Mean Cross Validation Score:  0.81


### Insights

- The score of **0.81** means that across multiple train-test splits (folds), the model consistently achieves around 81% accuracy.
- A mean cross-validation score that is close to your test set accuracy **(0.79)** indicates that the model is performing consistently across different subsets of the data, which is a positive sign. It means the model is less likely to **overfit** or **underfit** to specific parts of the dataset.
- If the cross-validation score was much lower or higher than the testing accuracy, it could suggest issues such as **overfitting or data leakage**. However, since **0.81** and **0.79** are quite close, it suggests that your model is generally **reliable and consistent**.

In [19]:
#  Function to tune the hyperparameter
def tune_hyperparameter(model, param_dict):
    # Define GridSearchCV
    gscv = GridSearchCV(
        model,
        param_grid= param_dict,
        cv = 5,
        verbose= 1
    )

    # Train model the different hyperparameter
    gscv.fit(X, y)

    # Print best score
    print(f"Best Score: {gscv.best_score_: 0.2f}")

    # Return best hyperparameter set
    best_params = gscv.best_params_
    return best_params

In [39]:
# Define hyperparameter dictionary for XGBoostRegressor
param_dict = {
    "n_estimators": [ 500],
    "max_depth": [8, 10],
    "min_child_weight": [3, 5],
    "colsample_bytree": [0.5, 1.0],
    "alpha": [0, 1, 2],
    "labmda": [0, 1],
    "gamma": [0, 0.1, 1.0]
}

# Define XGBoost Regressor
xgbr_ht = XGBClassifier()

# Hyperpermeter tuning to get best hyperparameters
best_params = tune_hyperparameter(xgbr_ht, param_dict)
print(best_params)

Fitting 5 folds for each of 144 candidates, totalling 720 fits
Best Score:  0.85
{'alpha': 1, 'colsample_bytree': 1.0, 'gamma': 0, 'labmda': 0, 'max_depth': 8, 'min_child_weight': 3, 'n_estimators': 500}


In [40]:
# Build with best parameter
model = XGBClassifier(**best_params)
train_evaluate(model)

Training Evaluation
Accuracy:  0.92
Precision: 0.94
Recall: 0.84
F1: 0.89
Testing Evaluation
Accuracy:  0.82
Precision: 0.81
Recall: 0.73
F1: 0.77


### Conclusion

The results after hyperparameter tuning reflect a more balanced and improved performance, especially in terms of preventing overfitting compared to your previous model. Let’s break down the performance changes:

#### Training Performance:

The training evaluation metrics show that the model is performing well on the training data but with slightly lower performance compared to your previous evaluation (where accuracy was **97%**, precision was 98%, and recall was **93%**). This suggests that the model is now less overfitted and more generalizable.
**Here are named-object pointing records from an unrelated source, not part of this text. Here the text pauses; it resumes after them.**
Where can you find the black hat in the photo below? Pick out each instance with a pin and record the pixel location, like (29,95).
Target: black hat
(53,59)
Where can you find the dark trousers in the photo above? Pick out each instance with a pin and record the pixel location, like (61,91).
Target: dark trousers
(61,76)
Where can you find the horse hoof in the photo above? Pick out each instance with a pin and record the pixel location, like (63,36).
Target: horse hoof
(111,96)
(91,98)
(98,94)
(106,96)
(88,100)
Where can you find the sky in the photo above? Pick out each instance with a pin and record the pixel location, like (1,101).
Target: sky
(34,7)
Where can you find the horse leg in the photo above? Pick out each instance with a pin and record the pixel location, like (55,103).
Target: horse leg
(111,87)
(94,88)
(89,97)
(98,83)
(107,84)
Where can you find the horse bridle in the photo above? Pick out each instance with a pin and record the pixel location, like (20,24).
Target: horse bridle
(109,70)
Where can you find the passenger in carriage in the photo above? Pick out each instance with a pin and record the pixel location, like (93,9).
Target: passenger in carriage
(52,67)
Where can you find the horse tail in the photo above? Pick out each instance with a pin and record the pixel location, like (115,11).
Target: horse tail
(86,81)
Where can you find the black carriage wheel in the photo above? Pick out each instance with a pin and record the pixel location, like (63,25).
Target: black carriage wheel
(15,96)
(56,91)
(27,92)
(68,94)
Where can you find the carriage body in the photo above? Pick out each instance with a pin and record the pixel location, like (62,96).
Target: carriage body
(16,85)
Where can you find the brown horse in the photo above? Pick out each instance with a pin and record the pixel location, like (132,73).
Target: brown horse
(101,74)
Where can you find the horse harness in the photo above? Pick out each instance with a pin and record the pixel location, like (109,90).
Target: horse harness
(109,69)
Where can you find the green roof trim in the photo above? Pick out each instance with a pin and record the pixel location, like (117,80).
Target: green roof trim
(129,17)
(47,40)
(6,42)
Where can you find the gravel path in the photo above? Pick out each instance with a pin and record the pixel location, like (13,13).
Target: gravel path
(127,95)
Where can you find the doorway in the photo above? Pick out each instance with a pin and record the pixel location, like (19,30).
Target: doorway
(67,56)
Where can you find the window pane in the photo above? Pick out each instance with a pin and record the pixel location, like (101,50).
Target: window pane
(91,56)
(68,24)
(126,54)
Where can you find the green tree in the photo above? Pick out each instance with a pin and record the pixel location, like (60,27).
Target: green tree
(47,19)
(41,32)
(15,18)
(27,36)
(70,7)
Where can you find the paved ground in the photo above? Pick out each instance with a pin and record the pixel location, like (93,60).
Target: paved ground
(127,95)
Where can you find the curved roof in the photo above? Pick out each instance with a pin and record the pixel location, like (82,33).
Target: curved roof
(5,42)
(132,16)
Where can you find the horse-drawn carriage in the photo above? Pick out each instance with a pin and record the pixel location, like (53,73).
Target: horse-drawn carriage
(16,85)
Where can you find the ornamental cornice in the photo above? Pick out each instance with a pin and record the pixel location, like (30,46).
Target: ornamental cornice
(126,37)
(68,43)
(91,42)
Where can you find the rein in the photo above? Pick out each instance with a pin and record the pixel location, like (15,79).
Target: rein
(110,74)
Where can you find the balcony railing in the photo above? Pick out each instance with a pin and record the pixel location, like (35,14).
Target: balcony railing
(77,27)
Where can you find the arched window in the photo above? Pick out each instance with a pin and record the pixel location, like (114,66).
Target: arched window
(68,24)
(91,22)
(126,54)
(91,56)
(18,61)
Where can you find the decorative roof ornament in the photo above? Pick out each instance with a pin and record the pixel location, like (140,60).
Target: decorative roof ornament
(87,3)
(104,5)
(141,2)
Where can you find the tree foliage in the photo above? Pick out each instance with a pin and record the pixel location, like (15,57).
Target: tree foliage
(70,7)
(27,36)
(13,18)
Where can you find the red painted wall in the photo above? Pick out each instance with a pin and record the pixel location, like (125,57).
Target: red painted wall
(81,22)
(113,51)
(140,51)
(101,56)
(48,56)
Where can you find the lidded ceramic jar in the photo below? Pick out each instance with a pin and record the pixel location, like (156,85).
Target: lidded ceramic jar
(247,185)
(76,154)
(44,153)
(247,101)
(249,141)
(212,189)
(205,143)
- **Precision (0.94)**: The model predicts true positives more accurately, with fewer false positives (i.e., when the model predicts survivors, they are correct 94% of the time).
- **Recall (0.84)**: The recall is slightly lower, meaning that 84% of the actual survivors are correctly predicted, but 16% are missed (false negatives).
- **F1-Score (0.89)**: The F1-score, balancing precision and recall, is high, showing the model is well-rounded.

#### Testing Performance:
  
After hyperparameter tuning, the testing performance has improved slightly compared to the previous evaluation:

- **Accuracy** increased from **79%** to **82%**, which is a sign that the model is better at generalizing to unseen data.
- **Precision** improved to **0.81** (previously **0.74**), meaning that the model makes fewer false positive errors on the test set.
- **Recall** dropped slightly from **0.76** to **0.73**, meaning the model misses a few more actual positives (survivors) compared to before.
- **F1-Score** increased to **0.77** (from **0.75**), indicating an overall improvement in the balance between precision and recall on the test set.